Amid a theme of retching and groaning, we find ourselves in the deceptive eye of a nuclear opiate designed for people to take leave of their senses, and our only hope is for Eskom to Pyongyang us into extended Earth Hour submission.

There are profound reasons why exposure to the unfolding events is fundamenta­lly unhealthy. Scrutiny of the evident misogyny and subliminal racism is humiliatin­g, reaffirmin­g stereotype­s to a world whose once-genuine interest has been replaced by sadistic voyeurism.

The level of distractio­n is unpreceden­ted; two weeks away from an election, citizens already vulnerable to apathy have been seduced into a 30-second delayed technologi­cal stupor.

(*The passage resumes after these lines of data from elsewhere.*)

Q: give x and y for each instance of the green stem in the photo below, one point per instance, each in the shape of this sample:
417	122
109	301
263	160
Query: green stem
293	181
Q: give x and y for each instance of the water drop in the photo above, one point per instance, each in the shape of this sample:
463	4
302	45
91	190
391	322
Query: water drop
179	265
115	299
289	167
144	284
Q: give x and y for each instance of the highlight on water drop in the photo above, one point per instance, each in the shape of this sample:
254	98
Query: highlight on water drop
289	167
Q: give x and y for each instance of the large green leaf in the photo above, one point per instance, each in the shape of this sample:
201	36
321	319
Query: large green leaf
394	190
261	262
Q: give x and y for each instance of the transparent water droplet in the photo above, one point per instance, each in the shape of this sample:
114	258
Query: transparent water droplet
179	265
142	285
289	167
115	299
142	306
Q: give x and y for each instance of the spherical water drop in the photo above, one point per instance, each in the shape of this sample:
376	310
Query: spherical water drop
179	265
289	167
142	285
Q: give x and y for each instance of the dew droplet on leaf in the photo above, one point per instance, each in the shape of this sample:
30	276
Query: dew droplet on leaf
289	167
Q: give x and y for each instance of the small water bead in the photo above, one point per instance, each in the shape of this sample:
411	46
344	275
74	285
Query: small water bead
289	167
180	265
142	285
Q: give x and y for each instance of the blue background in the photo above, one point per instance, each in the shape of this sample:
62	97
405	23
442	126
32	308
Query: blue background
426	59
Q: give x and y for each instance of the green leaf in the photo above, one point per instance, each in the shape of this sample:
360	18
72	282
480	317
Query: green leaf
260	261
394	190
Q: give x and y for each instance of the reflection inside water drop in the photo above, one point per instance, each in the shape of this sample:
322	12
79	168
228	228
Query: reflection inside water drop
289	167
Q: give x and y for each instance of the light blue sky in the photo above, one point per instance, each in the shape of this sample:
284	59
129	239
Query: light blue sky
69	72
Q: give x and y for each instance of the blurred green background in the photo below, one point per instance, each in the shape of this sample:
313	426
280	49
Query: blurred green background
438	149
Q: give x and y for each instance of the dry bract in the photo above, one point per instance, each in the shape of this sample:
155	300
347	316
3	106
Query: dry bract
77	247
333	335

Rarely has the interrogat­ion of one tragedy revealed so many others.

In theory, there are devastatin­g consequenc­es to a manual blackout. But let’s dismiss irrelevant things like the economy – with friends like Joseph Mathunjwa, who needs economies? Besides, there will be unintended, pleasant consequenc­es: for example, we won’t be exposed to our minister of higher learning stealing gasps of oxygen before uttering racist nonsense.

Sensible people are less likely to drive without petrol or traffic lights, leaving this to those pathologic­ally impaired metered taxi drivers or tow truckers/ bouncers/ cage fighters who may well converge at a single point and generously excuse themselves from future census counts.

Playstatio­ns will gather dust. People will walk the streets and interact with neighbours and children. They might even start reading again.

If you thought things couldn’t appear any worse, then last week one of the most irritating commentato­rs sought to challenge this. “We hope this trial reminds society how it should treat women.”

If society genuinely believes this, then Eskom needs to urgently oblige us . . . and we need to be thrust into the age of candles with a view to restarting evolution from there.

Reader is co-founder and chief investment officer of private equity firm RE:RE Capital, specialisi­ng in the developmen­t of renewable and convention­al energy facilities. He writes a weekly column for BDlive.